Alternatively, preprocess.py
can be used to (as the name suggests) read raw
traces and save preprocessed versions to storage. Using the -p
flag in
lstm.py
will cause the system to only use samples where a preprocessed
version of the trace is available. Note that the computer performing the
preprocessing will still need ptxed
, but once preprocessed, only
Keras is needed to use the traces for learning.
Although preprocessed traces are larger than raw ones, the lack of dependence on external software makes them better suited for shared cluster computing or for situations where preprocessing is the bottleneck for performance.
Multiple GPUs can be used by setting the --multi-gpu
option to the desired
number. At the time of writing, Keras does not recommend going above 8. By
default, Keras picks the first "n" GPUs on the system. For finer control
over GPU choice, use the CUDA_VISIBLE_DEVICES
environment variable.
When multi-GPU mode is combined with the save model and weights options, two
additional files will be written ending in .single
. These files can
be used outside of multi-GPU mode whereas the normal output files are only
compatible with the provided value to --multi-gpu
.
For example, if you train and save a model and weights using --multi-gpu=4
,
you will get two sets of files. The model and weights ending in .single
will work in future sessions where --multi-gpu
is not set. The other set
of files only work when --multi-gpu=4
.
Switching between multi-GPU settings (e.g. training with 2 and evaluating with 4) is not currently supported. Using multiple GPUs outside of training does not seem to boost performance significantly.

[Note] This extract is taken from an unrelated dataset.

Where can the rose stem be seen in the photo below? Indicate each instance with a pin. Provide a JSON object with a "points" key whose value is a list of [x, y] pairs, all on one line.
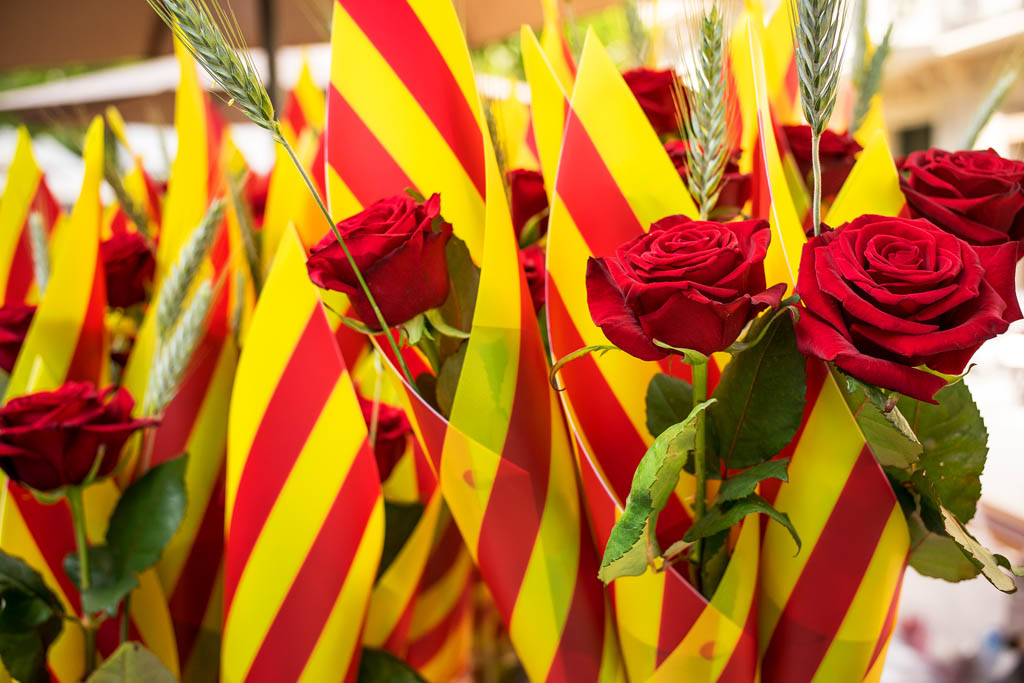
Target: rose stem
{"points": [[351, 260], [82, 543], [699, 459], [816, 167]]}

The following is a basic outline of how the code is organized to help
developers get started. The main files are reader.py
, generator.py
, and
lstm.py
.
The reader's job is to handle scanning the filesystem for samples and parsing PT traces and memory layouts. This is the lowest level code in the project.
The generator's job is to synchronize multiple readers (for performance) and group their results into sequences (more generally referred to as "samples" in the ML literature). The generator can be thought of as the glue between the learner and reader(s).
Finally, the LSTM is the learning model for this system (obviously). lstm.py
handles building the model, batching the sequences created by the generator,
training, testing, and evaluation. This is the highest level part of the code
and is where the actual machine learning occurs.
Also worth mentioning is logger.py
, which provides a unified logging interface
that is multi-process safe. The logger can be configured at runtime to filter
logging to different levels (e.g., only info and above verses debugging).
In addition to the main system code, there are some additional scripts for calculating and visualizing various metrics:
-
stats.py
: Takes a trace and counts the number of unique targets for each source and creates a distribution (i.e., number of sources with 1 unique target, with 2 unique targets, etc.). -
bloom.py
: Takes a saved sets file and counts the number of cumulatively unique sequences over all the benign traces. In other words, it counts the number of unique sequences in the first trace, then the number of unique sequences in the second trace that are not in the first trace, then the number of unique sequences in the third trace that is in neither the first or second traces, and so forth. This is useful for approximating your "learning curve" to find the point where adding more traces yields little added value. -
eval2png.py
: Takes an evaluation gzip file and creates a visualization. By default, the resulting pixels will be white for correct predictions and black otherwise. Using the color option will produce pixels based on the BBIDs in the trace. MD5 is locality insensitive, making it useful for spotting control flow patterns, whereas adler32 is locality sensitive, which is useful for seeing jump distances.
There are also two alternative learners used in the paper for comparison. Both take the place of the first layer in this system:
-
prob.py
: A simple "rote learner". -
syscall.py
: An API-based model that uses Cuckoo reports.
Consult GUIDE.md
for tips and tricks on how to get the best possible results.